Family background and early life

   Synge was born in Newtown Villas, Rathfarnham, County Dublin.
   Rathfarnham was a rural part of the county at that time although it is
   now a busy suburb. He was the youngest son in a family of eight
   children. His family on his father's side were landed gentry from
   Glanmore Castle, County Wicklow and his maternal grandfather, Robert
   Traill, had been a Church of Ireland rector in Schull, County Cork and
   a member of the Schull Relief Committee during the Irish potato famine.

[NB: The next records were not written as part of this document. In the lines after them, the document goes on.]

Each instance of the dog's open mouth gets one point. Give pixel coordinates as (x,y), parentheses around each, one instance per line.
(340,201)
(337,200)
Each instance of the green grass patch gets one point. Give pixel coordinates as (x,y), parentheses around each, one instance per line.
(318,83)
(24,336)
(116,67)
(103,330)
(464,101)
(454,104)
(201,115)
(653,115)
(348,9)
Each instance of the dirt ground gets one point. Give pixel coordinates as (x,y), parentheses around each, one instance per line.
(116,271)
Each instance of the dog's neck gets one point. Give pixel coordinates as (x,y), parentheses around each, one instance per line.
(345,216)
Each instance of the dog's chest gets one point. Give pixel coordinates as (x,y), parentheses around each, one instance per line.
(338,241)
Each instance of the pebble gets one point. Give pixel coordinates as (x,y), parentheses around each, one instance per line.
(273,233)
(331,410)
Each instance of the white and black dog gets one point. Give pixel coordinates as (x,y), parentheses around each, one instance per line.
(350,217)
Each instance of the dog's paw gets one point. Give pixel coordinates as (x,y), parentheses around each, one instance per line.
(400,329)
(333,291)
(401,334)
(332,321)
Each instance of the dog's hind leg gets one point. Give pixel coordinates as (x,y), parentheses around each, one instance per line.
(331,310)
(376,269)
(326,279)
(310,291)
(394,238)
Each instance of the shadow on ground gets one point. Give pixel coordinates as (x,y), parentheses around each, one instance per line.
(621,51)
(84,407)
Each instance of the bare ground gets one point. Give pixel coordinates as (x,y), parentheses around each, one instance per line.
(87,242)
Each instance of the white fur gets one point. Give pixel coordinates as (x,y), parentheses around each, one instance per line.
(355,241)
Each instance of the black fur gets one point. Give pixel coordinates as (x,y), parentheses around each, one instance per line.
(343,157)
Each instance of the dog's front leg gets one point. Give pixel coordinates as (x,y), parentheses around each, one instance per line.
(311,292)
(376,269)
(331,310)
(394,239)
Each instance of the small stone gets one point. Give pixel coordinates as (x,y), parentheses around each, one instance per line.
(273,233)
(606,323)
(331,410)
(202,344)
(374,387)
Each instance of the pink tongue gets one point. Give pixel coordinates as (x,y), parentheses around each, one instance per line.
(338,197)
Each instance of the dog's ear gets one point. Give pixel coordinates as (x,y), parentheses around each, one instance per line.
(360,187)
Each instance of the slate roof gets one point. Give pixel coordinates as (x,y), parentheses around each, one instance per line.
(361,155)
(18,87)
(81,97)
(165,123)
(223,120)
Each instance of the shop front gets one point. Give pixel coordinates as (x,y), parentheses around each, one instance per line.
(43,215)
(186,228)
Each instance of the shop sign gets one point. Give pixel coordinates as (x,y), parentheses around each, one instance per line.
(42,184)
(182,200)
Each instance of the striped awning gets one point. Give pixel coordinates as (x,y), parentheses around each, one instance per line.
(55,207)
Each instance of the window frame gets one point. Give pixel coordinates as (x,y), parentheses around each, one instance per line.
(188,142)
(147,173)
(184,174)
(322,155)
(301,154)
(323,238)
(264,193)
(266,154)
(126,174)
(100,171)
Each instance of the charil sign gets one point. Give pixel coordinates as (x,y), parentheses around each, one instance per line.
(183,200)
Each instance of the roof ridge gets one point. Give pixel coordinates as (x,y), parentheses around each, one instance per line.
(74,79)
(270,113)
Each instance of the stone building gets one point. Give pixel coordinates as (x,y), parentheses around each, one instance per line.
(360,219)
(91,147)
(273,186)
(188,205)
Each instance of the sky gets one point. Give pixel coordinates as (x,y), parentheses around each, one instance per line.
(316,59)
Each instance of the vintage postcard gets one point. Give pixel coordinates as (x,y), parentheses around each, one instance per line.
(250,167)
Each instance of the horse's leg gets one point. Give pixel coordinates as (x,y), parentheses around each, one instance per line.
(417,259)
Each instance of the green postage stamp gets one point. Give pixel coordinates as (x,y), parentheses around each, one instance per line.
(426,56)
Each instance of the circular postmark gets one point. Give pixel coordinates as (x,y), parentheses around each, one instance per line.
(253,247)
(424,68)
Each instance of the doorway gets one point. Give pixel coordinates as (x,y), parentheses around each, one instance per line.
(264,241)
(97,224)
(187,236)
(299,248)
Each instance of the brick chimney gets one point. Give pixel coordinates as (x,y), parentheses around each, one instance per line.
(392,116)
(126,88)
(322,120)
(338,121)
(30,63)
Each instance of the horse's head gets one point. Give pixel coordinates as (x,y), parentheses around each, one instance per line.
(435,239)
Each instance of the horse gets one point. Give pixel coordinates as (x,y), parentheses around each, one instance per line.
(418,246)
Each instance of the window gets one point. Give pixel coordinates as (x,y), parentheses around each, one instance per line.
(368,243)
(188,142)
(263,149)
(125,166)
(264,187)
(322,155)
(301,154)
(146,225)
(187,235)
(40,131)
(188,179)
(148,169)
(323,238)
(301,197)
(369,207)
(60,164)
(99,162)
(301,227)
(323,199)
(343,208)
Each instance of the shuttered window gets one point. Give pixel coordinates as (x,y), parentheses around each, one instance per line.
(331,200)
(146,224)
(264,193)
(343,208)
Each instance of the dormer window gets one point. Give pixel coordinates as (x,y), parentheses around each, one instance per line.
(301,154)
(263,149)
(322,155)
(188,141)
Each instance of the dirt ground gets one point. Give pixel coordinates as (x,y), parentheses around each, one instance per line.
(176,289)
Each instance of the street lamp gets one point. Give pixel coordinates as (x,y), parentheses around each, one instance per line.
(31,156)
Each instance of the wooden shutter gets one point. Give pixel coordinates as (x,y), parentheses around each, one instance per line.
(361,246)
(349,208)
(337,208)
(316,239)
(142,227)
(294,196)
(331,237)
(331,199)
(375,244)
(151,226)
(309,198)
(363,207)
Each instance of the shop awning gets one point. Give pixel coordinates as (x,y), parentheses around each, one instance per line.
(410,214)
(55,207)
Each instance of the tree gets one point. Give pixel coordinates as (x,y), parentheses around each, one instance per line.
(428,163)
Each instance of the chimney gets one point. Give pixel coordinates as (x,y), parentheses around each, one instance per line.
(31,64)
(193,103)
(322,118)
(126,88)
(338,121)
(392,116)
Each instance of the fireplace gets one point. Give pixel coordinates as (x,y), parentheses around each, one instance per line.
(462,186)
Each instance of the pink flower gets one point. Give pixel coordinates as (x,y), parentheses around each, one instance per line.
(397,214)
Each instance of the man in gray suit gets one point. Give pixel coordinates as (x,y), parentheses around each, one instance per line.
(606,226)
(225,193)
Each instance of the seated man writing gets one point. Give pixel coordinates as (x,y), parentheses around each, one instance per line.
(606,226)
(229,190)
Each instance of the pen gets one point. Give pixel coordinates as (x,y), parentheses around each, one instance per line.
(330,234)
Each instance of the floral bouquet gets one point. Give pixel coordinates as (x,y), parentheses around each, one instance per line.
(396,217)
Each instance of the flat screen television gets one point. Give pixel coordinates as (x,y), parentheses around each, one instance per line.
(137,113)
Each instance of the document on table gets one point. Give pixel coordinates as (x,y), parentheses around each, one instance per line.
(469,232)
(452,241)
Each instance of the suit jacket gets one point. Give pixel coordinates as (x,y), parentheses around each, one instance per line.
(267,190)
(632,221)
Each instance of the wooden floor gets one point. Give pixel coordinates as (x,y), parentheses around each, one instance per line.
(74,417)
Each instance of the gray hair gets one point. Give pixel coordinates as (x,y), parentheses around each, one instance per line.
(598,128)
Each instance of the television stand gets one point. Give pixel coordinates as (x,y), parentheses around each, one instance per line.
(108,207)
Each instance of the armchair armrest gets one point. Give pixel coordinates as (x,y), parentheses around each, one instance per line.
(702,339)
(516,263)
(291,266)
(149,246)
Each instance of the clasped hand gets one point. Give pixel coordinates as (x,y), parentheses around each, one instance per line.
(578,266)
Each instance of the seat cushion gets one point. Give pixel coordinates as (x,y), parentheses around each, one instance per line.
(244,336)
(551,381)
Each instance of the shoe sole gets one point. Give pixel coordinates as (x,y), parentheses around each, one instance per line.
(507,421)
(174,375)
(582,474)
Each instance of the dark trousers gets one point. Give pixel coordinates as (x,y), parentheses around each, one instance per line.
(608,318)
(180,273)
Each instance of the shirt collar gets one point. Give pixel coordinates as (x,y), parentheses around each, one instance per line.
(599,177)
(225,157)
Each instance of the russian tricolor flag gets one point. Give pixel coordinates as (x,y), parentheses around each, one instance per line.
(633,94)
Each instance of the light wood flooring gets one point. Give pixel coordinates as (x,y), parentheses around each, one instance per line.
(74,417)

   His grandfather, John Hatch Synge, was an admirer of the educationalist
   Johann Heinrich Pestalozzi and founded an experimental school on the
   family estate. His father, also called John Hatch Synge, was a
   barrister who contracted smallpox and died in 1872 at the age of 49.
   Synge's mother, who had a private income from lands in County Galway,
   then moved the family to the house next door to her mother in Rathgar,
   Dublin. Synge had a happy childhood here, playing and developing an
   interest in ornithology along the banks of the River Dodder and in the
   grounds of Rathfarnham Castle, both of which were nearby, and during
   family holidays at the seaside resort of Greystones, Wicklow and the
   family estate at Glanmore.

   Synge was educated privately at schools in Dublin and Bray and studied
   piano, flute, violin, music theory and counterpoint at the Royal Irish
   Academy of Music. He was a talented student and won a scholarship in
   counterpoint in 1891. The family moved to the suburb of Kingstown (now
   Dún Laoghaire) in 1888. Synge entered Trinity College, Dublin the
   following year, graduating with a BA in 1892. At college, he studied
   Irish and Hebrew as well as continuing his music studies and playing
   with the Academy orchestra at concerts in the Antient Concert Rooms.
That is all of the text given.